Не так давно я осознал, что настоящим москвичом стал после сорока лет, когда вдруг неожиданно пошел, как Форрест Гамп, который, правда, не пошел, а побежал. Я стал так ходить ежедневно по десять и более километров. И тогда я увидел свой город. Понял, как он устроен, его изощренную и странную логику. Еще я узнал, что от Сокольников до Красных ворот можно дойти тремя путями как минимум. Что от моего дома до «Курской» и даже до Чистых прудов – практически рукой подать. Однажды я купил путеводитель по Москве и подумал: почему я не делал этого раньше? Почему я был такой ленивый?

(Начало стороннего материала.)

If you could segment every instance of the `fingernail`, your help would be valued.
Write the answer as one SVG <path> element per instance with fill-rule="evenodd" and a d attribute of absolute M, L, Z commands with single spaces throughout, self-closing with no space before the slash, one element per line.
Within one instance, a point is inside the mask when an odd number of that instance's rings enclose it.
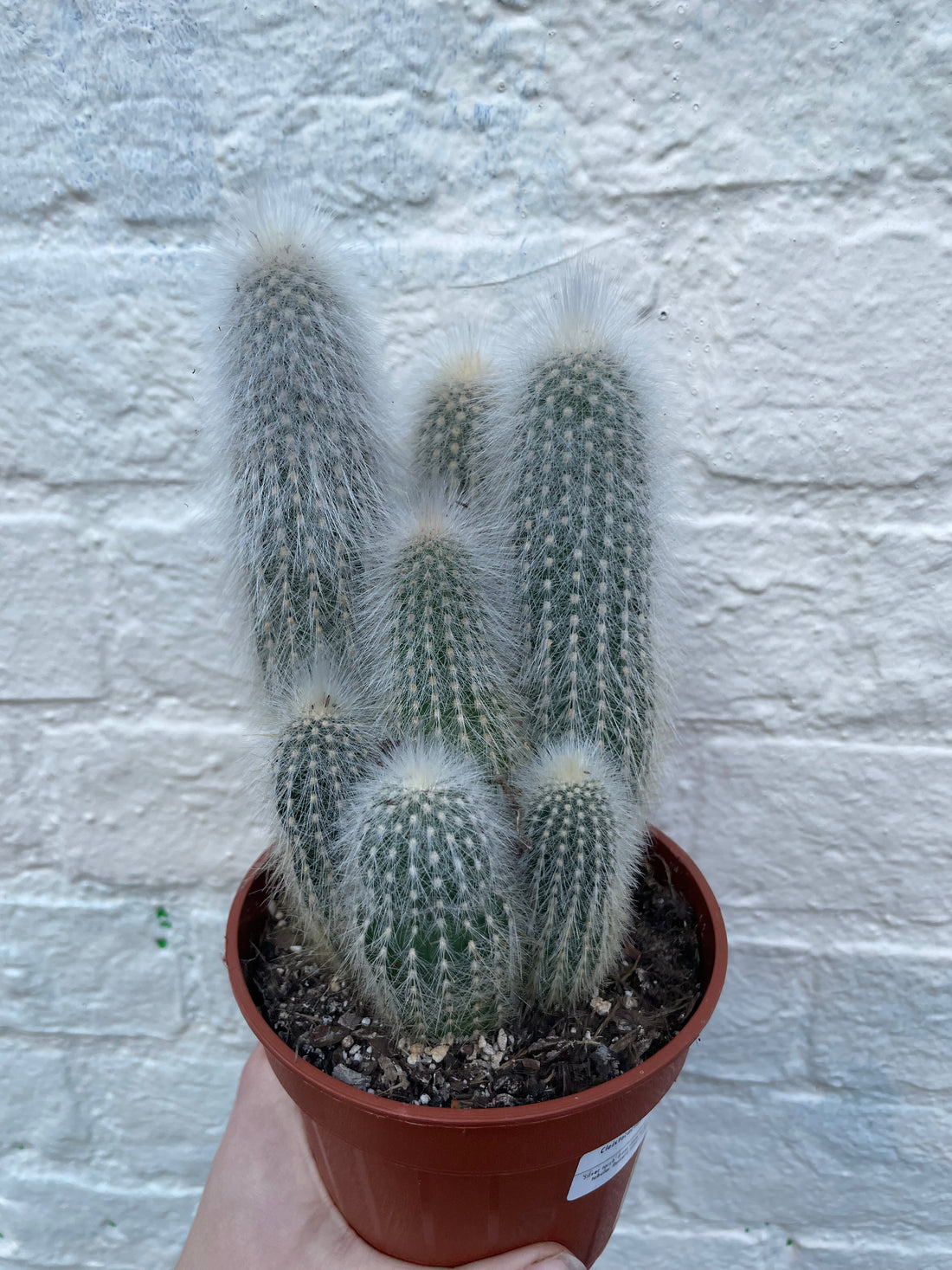
<path fill-rule="evenodd" d="M 526 1270 L 585 1270 L 585 1266 L 571 1252 L 556 1252 L 545 1261 L 533 1261 Z"/>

– В какой момент вы ощутили самое высокое наслаждение, связанное с поэзией?
– Когда стихи ко мне вернулись. Да, можно традиционно вспомнить слова про прохладную гладь виноградного мяса, о которой говорил Мандельштам, но ничто – ничто – не сравнимо с тем, когда ты снова слышишь гул приближающегося стихотворения. За него все можно отдать – любовь, счастье (а я был очень счастлив те десять лет, когда не писал) и даже покой. А кто-то бы не отдал за этот гул и проходного свидания – и был бы прав. Но кроме любви, кроме покоя, кроме самодовольства есть в нашем нутряном, зверином что-то еще. И только оно-то всего и стоит.